Ferme refus de régulation carcérale
Lors de l’examen de la LOPJ, les signataires de cette mission d'information, Caroline Abadie députée Renaissance, et Elsa Faucillon, députée communiste, ont plaidé en faveur d’un amendement visant à développer un mécanisme de régulation carcérale d’ici 2027. Ce principe a été rejeté par l’Assemblée, et fortement décrié par le ministre de la Justice, Éric Dupond-Moretti, qui répète à l’envi que « la société n’est pas prête à ce qu’on libère 13 000 personnes » ou que « la surpopulation carcérale est l’une des démonstrations que la justice n’est pas laxiste »... Une réponse simpliste : le mécanisme est évidemment bien plus subtil que cela.
« L’augmentation du nombre de personnes détenues découle résolument d’une sévérité accrue de la politique pénale française : toujours plus répressive, celle-ci est la source de l’inflation carcérale et, par conséquent, de la surpopulation », explique un haut fonctionnaire du ministère de la Justice.
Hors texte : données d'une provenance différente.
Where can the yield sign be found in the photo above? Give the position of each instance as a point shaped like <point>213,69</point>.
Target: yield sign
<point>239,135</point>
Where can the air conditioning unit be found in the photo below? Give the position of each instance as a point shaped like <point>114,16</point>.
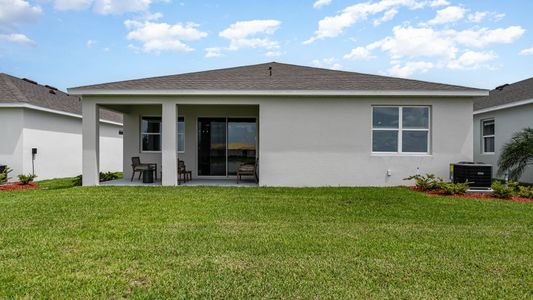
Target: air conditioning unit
<point>478,174</point>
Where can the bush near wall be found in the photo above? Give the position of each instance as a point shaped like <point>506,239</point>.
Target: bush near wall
<point>104,176</point>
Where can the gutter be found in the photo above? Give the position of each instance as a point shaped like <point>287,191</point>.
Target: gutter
<point>160,92</point>
<point>503,106</point>
<point>53,111</point>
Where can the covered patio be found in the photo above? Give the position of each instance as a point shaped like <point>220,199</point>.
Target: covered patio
<point>195,182</point>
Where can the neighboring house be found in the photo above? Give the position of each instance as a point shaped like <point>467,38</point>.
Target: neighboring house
<point>507,110</point>
<point>49,120</point>
<point>306,126</point>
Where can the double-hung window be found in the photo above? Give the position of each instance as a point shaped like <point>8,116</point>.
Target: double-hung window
<point>401,129</point>
<point>151,134</point>
<point>487,132</point>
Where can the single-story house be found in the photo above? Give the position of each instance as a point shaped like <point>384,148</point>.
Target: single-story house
<point>40,131</point>
<point>305,126</point>
<point>507,110</point>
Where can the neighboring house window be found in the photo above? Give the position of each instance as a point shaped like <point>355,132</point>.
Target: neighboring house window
<point>151,134</point>
<point>181,134</point>
<point>487,131</point>
<point>400,129</point>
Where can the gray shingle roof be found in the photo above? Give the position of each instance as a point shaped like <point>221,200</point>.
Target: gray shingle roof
<point>284,77</point>
<point>518,91</point>
<point>16,90</point>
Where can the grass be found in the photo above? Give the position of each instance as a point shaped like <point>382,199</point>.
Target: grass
<point>216,242</point>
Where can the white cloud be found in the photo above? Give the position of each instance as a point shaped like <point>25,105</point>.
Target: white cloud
<point>410,68</point>
<point>157,37</point>
<point>480,16</point>
<point>72,4</point>
<point>436,3</point>
<point>471,60</point>
<point>528,51</point>
<point>359,53</point>
<point>17,38</point>
<point>444,44</point>
<point>321,3</point>
<point>449,48</point>
<point>328,63</point>
<point>449,14</point>
<point>104,7</point>
<point>252,33</point>
<point>389,15</point>
<point>417,42</point>
<point>213,52</point>
<point>333,26</point>
<point>17,11</point>
<point>483,37</point>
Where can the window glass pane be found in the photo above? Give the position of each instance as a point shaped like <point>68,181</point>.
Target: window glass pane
<point>181,142</point>
<point>151,125</point>
<point>385,141</point>
<point>242,138</point>
<point>151,142</point>
<point>488,127</point>
<point>489,144</point>
<point>415,117</point>
<point>415,141</point>
<point>385,117</point>
<point>181,125</point>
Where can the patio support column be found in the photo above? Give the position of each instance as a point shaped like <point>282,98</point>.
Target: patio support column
<point>90,143</point>
<point>169,151</point>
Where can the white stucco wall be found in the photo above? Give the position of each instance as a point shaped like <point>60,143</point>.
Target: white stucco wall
<point>58,142</point>
<point>317,142</point>
<point>190,113</point>
<point>507,122</point>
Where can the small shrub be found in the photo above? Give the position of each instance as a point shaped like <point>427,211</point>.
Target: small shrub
<point>77,181</point>
<point>25,179</point>
<point>454,188</point>
<point>4,176</point>
<point>526,192</point>
<point>501,190</point>
<point>428,182</point>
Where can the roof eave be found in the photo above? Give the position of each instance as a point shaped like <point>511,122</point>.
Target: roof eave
<point>168,92</point>
<point>503,106</point>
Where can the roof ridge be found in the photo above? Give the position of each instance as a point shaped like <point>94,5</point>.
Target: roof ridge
<point>291,76</point>
<point>14,89</point>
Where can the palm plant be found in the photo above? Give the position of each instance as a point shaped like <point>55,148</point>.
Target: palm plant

C’est donc en revoyant notre système de peines que l’on parviendra à mieux réguler la population carcérale, à rendre les conditions de détention plus dignes et à favoriser la réinsertion des détenus.
Dans le cas contraire, « cette inertie coupable perdurera. Calcul à court terme, sans vision ni réalisme, répondant au populisme par des incantations et des roulements de biceps. Et cela, la société tout entière n’a pas fini de le payer très cher », conclut la CGLPL.
Photo d'ouverture : 3 détenus dans leur cellule à la prison de Gradignan, près de Bordeaux, 3 octobre 2022. (Thibaud MORITZ / AFP)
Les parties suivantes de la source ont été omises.